Bringing home the bacon is getting a little easier.
Prices of pork products are falling as herds bounce back from a diarrhea-inducing virus epidemic that has killed millions of piglets over the last year, according to data from the U.S. Department of Agriculture.
Hog futures -- contracts that obligate the buyer to purchase pigs at a certain price in the next month -- peaked last March at $1.1167 a pound. Now, next month’s futures are priced at about 69 cents per pound, according to the trade group Chicago Mercantile Exchange.
“Pork prices are getting cheaper,” Terry Roggensack, who co-founded the commodities research firm the Hightower Report, told The Huffington Post on Tuesday. “It’s a positive.”
This chart, courtesy of Index Mundi, shows pork prices declining since October.
The number of deaths linked to the Porcine epidemic diarrhea virus, or PEDv, isn’t the only thing making things less expensive, Roggensack said.

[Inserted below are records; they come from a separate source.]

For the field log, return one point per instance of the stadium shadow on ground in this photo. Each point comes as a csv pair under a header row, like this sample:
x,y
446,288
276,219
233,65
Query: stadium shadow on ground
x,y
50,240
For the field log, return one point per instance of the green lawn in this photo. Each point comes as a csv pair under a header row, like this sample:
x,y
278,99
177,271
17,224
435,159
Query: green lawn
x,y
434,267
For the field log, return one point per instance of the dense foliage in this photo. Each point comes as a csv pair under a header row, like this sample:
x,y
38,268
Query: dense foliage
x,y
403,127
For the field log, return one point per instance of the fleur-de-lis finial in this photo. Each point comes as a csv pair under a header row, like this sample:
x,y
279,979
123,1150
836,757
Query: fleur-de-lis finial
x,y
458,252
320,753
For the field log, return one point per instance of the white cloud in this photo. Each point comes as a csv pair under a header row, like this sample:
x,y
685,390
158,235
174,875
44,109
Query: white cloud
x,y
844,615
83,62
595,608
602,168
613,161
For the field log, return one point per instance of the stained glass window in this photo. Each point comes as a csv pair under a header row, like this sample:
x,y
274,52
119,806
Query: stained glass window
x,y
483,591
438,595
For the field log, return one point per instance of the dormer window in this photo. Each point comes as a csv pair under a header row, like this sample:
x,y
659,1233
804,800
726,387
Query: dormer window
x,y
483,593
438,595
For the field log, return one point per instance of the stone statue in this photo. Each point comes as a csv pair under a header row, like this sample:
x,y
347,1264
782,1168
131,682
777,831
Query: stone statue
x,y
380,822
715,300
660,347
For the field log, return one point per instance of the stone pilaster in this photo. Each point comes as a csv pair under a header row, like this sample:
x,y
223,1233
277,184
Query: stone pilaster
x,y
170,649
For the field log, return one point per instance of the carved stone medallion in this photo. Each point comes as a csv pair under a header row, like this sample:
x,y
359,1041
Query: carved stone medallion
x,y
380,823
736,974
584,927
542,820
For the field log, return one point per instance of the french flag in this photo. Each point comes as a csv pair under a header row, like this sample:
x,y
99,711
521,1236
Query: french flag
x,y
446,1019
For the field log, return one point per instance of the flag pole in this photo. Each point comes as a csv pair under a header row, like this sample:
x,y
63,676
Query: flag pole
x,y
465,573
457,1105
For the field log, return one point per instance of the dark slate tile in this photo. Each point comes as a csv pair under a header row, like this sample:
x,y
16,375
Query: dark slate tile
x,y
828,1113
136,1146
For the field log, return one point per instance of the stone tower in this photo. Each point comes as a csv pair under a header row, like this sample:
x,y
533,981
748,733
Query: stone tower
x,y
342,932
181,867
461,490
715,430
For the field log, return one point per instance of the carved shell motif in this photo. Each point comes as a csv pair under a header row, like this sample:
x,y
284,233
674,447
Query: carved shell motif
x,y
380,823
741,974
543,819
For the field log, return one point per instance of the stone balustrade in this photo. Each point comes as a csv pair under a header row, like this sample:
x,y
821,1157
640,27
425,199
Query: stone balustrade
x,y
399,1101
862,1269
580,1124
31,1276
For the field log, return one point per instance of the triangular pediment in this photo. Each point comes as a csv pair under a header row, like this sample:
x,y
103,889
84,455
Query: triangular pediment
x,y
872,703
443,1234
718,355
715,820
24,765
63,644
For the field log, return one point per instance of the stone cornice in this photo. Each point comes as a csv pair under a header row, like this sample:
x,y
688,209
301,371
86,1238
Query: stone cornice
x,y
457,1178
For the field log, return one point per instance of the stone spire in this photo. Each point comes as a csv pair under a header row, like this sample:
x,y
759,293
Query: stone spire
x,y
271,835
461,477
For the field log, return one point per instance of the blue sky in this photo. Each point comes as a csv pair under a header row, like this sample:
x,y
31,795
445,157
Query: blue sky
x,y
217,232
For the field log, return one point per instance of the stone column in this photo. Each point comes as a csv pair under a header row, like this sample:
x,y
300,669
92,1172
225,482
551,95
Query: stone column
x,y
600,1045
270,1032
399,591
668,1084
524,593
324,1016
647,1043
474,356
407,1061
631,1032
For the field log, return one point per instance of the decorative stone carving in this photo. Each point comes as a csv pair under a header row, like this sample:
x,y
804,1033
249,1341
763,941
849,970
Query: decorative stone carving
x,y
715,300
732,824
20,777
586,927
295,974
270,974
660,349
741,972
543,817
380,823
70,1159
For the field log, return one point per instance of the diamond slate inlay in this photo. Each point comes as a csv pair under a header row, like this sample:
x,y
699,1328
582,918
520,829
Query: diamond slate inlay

The strength of the U.S. dollar and tumult in Russia sent exports tumbling to about 18 percent from a peak of 26 percent earlier last year, according to Roggensack's data. But the number of hogs being slaughtered rose to 2.316 million last week, a 4.6 percent gain from the same period last year. Unlike other commodities, such as gold, copper or crude oil, only a fraction of pork is frozen and stored for later use.
“For the most part, you’ve got to use it within a month or so of when it’s produced,” Roggensack said. “The domestic market needs to absorb an even bigger supply than it normally would.”
And how do you entice people to buy more of something? Make it cheaper.